Except, of course, that Liza minds very much. “Brahms: The Boy II” is ostensibly about coping with trauma, and watching the people you care about cope with trauma. Liza wants Jude to get better, but she’s also impatient with the whole Brahms scenario. It doesn’t help that her own post-traumatic stress is being treated entirely via self-help books, which don’t seem to be (self-)helping. Sean disbelieves Liza’s suspicions that Brahms is a creepy doll just as much as Liza disbelieves Jude, and they all have a valuable lesson to learn about validating each other’s feelings and listening without letting preconceived notions mar their judgment.
But whereas a film like “Hereditary” dug deep into the psychological quagmire of a family reeling from tragedy, “Brahms: The Boy II” can’t even make a strained dinner table argument about a supernatural doll seem stressful. Moving the action to the guest house doesn’t help — the gothic atmosphere of the original amplified the scares; the hotel-room atmosphere of the vacation home makes them all banal — but the screenplay by Stacey Menear (who also wrote the original) doesn’t seem eager to dig deep into how pained everybody is and how they’re contributing to each other’s anxieties and unhappiness.
So a celebration really is in order for Katie Holmes, who infuses her role in “The Boy II” with all the nuance and depth any actor could muster. She’s so adept at staring skeptically off-camera that she should have her own detective series. Holmes finds the reality within a formulaic and humdrum horror-thriller and gives a performance that belongs in a superior film.
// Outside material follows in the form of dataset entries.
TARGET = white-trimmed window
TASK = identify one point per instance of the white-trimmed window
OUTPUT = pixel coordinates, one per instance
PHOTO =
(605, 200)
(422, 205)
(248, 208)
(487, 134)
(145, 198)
The only time she even remotely breaks character is during the movie’s wonky climax, where if you look very carefully, you might catch the surreptitious smirk of an actor who is thrilled to be done with this.
It’s easy to nitpick “Brahms: The Boy II” because, for a lot of the movie, there’s not much else to do. Director Bell tips the movie’s hand so soon, revealing that Brahms really is supernatural practically right away, that most of the running time is spent waiting for the protagonists to catch up. So the only entertainment value we get is chuckling at ridiculous historical montages full of unconvincing Photoshop, or incredulous lines like, “So you’re saying he ripped pages out of his book?!” which imply that nobody has ever removed pages from a notepad before in the entire history of human civilization.
All of this would be forgiven if “Brahms: The Boy II” was fun, or scary, or interesting. You can probably predict where the rest of this paragraph is going. The film has no suspense, wit or shock value. It’s too ploddingly paced to elicit a proper jump scare, and it’s nowhere near insightful enough to get under the skin. The only thing interesting about this disappointing follow-up is how it takes the original film down with it, retroactively hurting the chances of “The Boy” becoming a beloved cult classic.